BriLLM: Brain-inspired Large Language Model (2503.11299v7)

Published 14 Mar 2025 in cs.CL and cs.AI

Abstract: We present BriLLM, a brain-inspired LLM that fundamentally reimagines machine learning foundations through Signal Fully-connected flowing (SiFu) learning. Addressing core limitations in Transformer-based models including black-box opacity, quadratic complexity, and context-length dependency, BriLLM incorporates two key neurocognitive principles: first, static semantic mapping where tokens map to specialized nodes analogous to cortical regions, and second, dynamic signal propagation simulating electrophysiological information flow. This architecture enables three breakthroughs: full model interpretability, context-length independent scaling, and the first global-scale simulation of brain-like processing. Initial 1 to 2B parameter models demonstrate GPT-1-level generative capabilities with stable perplexity reduction. Scalability analyses confirm feasibility of 100 to 200B parameter variants processing 40,000-token contexts. BriLLM establishes a new paradigm for biologically grounded AGI development.

Summary

The paper presents the SiFu learning paradigm, integrating static semantic mapping and dynamic signal propagation to achieve full model interpretability.
The methodology uses a directed node-edge graph to emulate neural electrophysiological behaviors, enabling context-length independence without increased complexity.
Experimental results confirm reduced training loss and competitive generative performance with fewer parameters compared to traditional Transformer architectures.
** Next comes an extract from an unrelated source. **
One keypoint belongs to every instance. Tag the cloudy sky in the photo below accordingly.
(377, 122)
BriLLM: Brain-Inspired LLM

Introduction

The paper "BriLLM: Brain-inspired LLM" presents a novel approach to developing LLMs by drawing inspiration from neurocognitive principles. The research introduces the Signal Fully-connected flowing (SiFu) learning paradigm to tackle the limitations of traditional Transformer-based architectures, primarily focusing on issues of opacity, computational complexity, and context-length dependency.

SiFu Mechanism

SiFu learning adopts two essential features from brain functionality: static semantic mapping and dynamic signal propagation. These features are embodied in a directed graph where nodes correspond to tokens, and edges facilitate bidirectional signal flow. The model achieves full interpretability, arbitrary context-length processing without expanding its structural complexity, and dynamic signaling reminiscent of neural pathways.
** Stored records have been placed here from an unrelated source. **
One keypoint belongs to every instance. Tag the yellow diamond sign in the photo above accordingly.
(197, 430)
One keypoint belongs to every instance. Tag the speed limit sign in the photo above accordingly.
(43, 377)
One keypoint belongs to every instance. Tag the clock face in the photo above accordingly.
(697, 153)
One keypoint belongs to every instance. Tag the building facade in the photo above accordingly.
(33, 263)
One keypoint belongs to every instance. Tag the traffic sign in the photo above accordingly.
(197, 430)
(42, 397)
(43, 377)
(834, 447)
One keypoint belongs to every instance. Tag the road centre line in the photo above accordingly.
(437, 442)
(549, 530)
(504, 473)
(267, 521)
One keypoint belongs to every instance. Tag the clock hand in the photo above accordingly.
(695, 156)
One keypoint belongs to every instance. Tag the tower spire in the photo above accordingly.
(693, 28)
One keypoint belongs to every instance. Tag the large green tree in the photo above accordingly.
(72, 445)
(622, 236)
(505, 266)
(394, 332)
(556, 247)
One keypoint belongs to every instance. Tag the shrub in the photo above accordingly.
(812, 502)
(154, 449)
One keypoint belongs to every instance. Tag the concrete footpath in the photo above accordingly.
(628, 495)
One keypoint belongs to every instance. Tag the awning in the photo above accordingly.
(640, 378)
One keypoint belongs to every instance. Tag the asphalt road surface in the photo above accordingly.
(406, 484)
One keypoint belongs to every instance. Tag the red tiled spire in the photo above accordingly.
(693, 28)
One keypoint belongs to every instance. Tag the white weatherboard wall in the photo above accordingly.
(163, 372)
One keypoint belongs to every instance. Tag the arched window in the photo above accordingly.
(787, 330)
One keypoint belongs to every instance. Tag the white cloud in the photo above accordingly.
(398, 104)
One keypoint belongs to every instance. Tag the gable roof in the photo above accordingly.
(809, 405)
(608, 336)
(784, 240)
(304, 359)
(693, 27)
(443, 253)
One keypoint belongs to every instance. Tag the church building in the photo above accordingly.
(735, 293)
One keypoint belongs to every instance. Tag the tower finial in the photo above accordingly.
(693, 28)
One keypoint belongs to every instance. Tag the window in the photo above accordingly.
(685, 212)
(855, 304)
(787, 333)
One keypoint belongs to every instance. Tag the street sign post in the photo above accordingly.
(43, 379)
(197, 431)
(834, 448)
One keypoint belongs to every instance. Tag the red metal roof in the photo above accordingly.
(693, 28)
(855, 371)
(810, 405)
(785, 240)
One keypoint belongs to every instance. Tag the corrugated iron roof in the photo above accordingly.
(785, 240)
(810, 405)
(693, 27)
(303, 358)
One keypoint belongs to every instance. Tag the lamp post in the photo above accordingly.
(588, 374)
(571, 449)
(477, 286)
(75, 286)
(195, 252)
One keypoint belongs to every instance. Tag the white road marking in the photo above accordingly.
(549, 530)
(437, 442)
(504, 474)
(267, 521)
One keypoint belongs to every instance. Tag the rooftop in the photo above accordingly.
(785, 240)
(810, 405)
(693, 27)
Figure 1: The schematic illustration of SiFu mechanism.

The SiFu mechanism ensures that each node in the graph, corresponding to a particular token, remains fully interpretable, akin to the role of cortical regions in the brain. The edges enable signals to propagate dynamically, maximizing energy along paths of least resistance—a process analogous to neuronal electrophysiological activity.
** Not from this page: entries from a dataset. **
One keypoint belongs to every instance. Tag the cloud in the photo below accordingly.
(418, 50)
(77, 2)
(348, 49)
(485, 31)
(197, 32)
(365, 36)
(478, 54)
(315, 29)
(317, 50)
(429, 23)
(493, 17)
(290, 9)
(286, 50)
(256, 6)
Figure 2: An illustration of SiFu Directed Graph (Numbers by the node denote energy scores).

BriLLM Architecture

BriLLM integrates the SiFu mechanism to create a fully interpretable model, mirroring global-scale brain processing. The architecture comprises GeLU-activated neurons representing tokens and bidirectional edges reflecting neural connectivity. Signal propagation in BriLLM is structured to emulate electrophysiological behavior observed in brain functions.

Figure 3: The architecture of BriLLM.

The model leverages a sequence of transformations to predict tokens, utilizing its node-edge framework and a set of learnable parameters to optimize signal propagation—all geared towards recreating dynamic neural responses.

Training and Scalability

BriLLM's architecture allows for efficient scalability while maintaining interpretability and performance. The model exhibits context-length independence, achieved by decoupling sequence length from model size, in contrast to the quadratic complexity of traditional frameworks like Transformers.

Figure 4: The training network of BriLLM for one training sample.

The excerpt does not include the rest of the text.